Öncü-Zwillinge: Enttäuschung in Junioren-WM

Von Frank Aday
Red Bull Rookies
Die Zwillinge Can und Deniz Öncü

Die Zwillinge Can und Deniz Öncü

Can und Deniz Öncü treten 2018 in der Junioren-WM an – für Aki Ajo. Die türkischen Zwillinge, die im Red Bull Rookies Cup 2017 stark waren, erlebten im ersten Rennen der Junioren-WM jedoch einen Rückschlag.

Die türkischen Zwillinge Can und Deniz Öncü haben 2017 den Red Bull Rookies Cup aufgemischt.

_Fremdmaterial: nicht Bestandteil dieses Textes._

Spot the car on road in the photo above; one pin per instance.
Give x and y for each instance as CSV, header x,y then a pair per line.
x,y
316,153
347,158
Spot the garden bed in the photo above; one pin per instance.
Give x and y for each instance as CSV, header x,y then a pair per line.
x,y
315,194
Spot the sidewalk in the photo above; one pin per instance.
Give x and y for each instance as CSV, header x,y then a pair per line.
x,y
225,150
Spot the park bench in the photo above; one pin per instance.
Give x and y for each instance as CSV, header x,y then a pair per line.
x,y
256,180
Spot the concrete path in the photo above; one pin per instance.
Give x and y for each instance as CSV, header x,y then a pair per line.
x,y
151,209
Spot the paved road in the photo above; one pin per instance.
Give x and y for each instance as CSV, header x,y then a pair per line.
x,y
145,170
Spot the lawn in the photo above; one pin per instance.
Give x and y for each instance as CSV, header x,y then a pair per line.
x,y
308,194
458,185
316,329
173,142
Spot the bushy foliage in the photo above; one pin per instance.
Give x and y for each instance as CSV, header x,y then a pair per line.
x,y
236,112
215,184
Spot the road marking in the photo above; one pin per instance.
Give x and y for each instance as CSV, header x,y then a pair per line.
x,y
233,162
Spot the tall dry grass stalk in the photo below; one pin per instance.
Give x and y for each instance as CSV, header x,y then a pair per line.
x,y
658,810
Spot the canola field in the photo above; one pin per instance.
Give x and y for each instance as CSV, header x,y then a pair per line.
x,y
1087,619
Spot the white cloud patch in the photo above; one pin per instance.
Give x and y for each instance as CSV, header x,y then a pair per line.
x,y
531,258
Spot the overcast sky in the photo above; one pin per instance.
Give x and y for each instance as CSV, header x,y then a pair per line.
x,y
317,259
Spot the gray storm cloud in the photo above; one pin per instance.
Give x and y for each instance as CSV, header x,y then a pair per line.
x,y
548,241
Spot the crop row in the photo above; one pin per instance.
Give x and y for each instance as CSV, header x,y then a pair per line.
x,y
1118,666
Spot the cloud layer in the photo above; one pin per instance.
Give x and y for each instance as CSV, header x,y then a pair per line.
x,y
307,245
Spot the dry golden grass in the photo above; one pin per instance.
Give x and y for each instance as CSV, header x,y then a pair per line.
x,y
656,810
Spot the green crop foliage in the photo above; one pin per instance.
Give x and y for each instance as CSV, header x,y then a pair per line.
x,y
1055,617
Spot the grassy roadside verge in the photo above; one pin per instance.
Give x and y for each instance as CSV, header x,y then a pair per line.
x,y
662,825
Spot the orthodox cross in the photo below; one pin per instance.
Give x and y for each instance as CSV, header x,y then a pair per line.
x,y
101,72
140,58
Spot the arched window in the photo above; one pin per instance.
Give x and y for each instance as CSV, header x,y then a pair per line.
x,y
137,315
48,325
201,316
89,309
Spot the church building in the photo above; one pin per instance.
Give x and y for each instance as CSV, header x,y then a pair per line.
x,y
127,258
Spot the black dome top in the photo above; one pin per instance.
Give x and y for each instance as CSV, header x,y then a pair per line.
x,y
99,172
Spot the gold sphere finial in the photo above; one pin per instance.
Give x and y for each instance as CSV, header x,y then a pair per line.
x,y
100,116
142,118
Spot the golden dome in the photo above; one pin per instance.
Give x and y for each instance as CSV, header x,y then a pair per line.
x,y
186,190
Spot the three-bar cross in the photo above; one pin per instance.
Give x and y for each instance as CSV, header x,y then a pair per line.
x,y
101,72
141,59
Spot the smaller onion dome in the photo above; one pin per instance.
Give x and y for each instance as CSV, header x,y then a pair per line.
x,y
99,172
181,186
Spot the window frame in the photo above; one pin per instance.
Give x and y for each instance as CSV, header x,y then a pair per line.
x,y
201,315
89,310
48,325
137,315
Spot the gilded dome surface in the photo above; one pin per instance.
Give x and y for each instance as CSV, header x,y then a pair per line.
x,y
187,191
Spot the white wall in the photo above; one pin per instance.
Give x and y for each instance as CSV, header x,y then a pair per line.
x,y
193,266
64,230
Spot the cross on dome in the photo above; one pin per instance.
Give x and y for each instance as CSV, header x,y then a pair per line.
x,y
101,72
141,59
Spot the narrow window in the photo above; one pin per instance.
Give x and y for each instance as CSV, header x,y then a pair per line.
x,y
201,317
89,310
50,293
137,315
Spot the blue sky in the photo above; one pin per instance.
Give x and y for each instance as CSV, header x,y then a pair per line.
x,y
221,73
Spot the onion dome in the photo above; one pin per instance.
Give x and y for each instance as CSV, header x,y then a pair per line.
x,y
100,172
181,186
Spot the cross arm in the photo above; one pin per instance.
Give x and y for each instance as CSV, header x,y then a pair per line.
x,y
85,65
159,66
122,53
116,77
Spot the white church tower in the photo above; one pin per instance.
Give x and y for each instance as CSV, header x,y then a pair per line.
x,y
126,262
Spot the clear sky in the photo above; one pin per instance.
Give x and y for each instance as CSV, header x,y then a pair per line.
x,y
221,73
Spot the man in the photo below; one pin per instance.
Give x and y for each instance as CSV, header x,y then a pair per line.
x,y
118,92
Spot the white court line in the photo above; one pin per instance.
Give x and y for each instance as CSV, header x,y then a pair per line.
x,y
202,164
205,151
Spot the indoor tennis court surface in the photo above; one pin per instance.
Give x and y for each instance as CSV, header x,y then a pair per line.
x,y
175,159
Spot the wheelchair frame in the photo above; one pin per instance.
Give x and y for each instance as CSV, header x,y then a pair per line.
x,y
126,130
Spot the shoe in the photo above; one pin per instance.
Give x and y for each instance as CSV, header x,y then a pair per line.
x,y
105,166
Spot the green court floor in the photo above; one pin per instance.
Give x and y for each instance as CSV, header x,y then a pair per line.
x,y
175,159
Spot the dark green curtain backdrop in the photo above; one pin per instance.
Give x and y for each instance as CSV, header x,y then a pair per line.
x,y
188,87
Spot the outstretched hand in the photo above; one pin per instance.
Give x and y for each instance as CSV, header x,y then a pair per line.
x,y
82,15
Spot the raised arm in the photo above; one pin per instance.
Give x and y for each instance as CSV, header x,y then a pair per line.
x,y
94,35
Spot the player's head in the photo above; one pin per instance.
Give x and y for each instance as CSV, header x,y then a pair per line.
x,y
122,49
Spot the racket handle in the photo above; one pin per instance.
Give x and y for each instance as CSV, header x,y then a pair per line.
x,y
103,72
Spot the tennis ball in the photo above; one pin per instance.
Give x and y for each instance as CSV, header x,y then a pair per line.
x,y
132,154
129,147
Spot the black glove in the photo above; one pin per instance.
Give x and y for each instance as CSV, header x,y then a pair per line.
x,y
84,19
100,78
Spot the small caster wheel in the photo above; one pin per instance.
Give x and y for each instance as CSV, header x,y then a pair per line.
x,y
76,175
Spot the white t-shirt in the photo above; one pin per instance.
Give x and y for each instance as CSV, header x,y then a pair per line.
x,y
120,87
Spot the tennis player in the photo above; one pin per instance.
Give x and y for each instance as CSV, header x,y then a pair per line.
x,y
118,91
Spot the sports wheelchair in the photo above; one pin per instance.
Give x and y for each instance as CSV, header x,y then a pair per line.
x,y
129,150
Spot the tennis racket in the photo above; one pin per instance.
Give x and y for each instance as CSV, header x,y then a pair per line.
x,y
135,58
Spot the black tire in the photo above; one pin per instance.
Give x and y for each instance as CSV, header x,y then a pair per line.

In ihrer ersten Saison kämpften sie bereits um den Titel. Can dominierte über weite Strecken, musste sich am Ende aber Kazuki Masaki und Aleix Viu im Kampf um den Gesamtsieg beugen. Deniz Öncü landete auf dem vierten Gesamtrang – 30 Punkte hinter seinem Zwillingsbruder. Deniz gewann zudem den Asia Talent Cup.

Nun folgte für die Öncü-Zwillinge der nächste große Schritt. Aki Ajo nahm sie unter seine Fittiche und lässt die beiden Türken in der Moto3-Junioren-WM im Rahmen der Spanischen Meisterschaft (CEV) auf KTM-Maschinen antreten.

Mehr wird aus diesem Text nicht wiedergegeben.